- Green tea consumption tied to longevity and reduced risk of heart diseases
- Polyphenols in green tea offer cardioprotective effect
- A 50-year-old habitual tea consumer gets heart diseases about 1.5 years later or lives a year longer than non-habitual tea drinkers
Your daily cuppa isn’t just tasty but has been linked to umpteen health benefits. While previous studies have already documented that tea consumption can improve people’s health, a new study, published in the European Journal of Preventive Cardiology, has reported that individuals who drank tea regularly were less likely to suffer from heart diseases or die prematurely from diseases such as stroke.
The findings of the study highlighted the fact that habitual tea drinkers and particularly green tea were superior to black tea in offering the above-mentioned health benefits.
The authors opined that a 50-year-old habitual tea consumer might acquire heart diseases about 1.5 years later or live a year longer than individuals who never or seldom consumed tea.
The researchers included 100.902 individuals, who participated in the china-PAR project without any medical history of heart diseases or cancer. They classified them into two different groups, namely: the habitual tea drinkers and non-habitual drinkers. While the former consisted of those who drank tea 3 or more times every week, the latter consisted of those who drank tea lesser than thrice a week. The participants were followed for about 7.3 years.

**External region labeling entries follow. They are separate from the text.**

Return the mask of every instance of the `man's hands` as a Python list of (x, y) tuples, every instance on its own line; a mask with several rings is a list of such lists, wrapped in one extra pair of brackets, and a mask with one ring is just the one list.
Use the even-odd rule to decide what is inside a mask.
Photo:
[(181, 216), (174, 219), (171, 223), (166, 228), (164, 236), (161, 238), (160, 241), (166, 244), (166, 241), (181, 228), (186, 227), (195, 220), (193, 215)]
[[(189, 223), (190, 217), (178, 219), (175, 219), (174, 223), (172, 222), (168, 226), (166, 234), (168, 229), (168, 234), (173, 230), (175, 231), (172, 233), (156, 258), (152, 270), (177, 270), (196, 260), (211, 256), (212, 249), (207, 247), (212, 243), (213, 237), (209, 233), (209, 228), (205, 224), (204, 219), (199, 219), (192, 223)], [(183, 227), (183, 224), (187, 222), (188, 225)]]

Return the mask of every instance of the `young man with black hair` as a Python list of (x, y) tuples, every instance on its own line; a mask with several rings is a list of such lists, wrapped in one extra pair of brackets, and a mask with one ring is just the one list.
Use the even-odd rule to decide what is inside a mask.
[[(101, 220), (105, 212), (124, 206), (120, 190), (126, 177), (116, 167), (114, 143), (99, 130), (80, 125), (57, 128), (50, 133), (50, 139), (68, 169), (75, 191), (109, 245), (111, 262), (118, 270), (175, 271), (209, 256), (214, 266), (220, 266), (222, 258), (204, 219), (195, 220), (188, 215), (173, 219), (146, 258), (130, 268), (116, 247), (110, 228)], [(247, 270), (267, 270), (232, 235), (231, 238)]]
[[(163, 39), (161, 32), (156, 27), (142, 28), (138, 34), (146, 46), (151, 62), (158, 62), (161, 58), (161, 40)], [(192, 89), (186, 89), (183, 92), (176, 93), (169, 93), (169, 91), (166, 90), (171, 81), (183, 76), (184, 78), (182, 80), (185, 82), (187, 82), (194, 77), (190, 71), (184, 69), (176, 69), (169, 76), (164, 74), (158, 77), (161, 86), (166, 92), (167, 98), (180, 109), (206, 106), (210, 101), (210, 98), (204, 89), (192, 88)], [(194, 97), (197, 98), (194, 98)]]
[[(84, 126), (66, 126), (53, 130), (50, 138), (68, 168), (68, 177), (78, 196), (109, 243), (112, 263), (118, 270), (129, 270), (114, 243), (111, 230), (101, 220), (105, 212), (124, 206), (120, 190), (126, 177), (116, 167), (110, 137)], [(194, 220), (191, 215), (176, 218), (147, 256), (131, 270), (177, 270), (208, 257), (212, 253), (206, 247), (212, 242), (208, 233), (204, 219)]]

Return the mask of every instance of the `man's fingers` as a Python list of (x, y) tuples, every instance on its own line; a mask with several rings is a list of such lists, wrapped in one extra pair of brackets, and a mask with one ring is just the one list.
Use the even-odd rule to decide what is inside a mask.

The findings of the study suggested that habitual tea consumption was linked to not only additional healthy years of life but also a longer life expectancy.
Compared to a non-habitual tea drinker, a habitual tea consumer had the following:
- 20% lesser risks of heart diseases and stroke
- 22% lower risk of fatal heart diseases
- 15% lower risk of all-cause mortality
“The protective effects of tea were most pronounced among the consistent habitual tea drinking group. Mechanism studies have suggested that the main bioactive compounds in tea, namely polyphenols, are not stored in the body long-term. Thus, frequent tea intake over an extended period may be necessary for the cardioprotective effect,” the European Society of Cardiology quoted the study’s senior author Dr. Dongfeng Gu, Chinese Academy of Medical Sciences.
Why is Green tea superior? It is enriched with polyphenols which offer protection against cardiovascular diseases and its risk factors such as dyslipidemia and hypertension. Since Black tea is fully fermented and is sometimes consumed with milk, it might have lesser antioxidant effects and other favorable health benefits.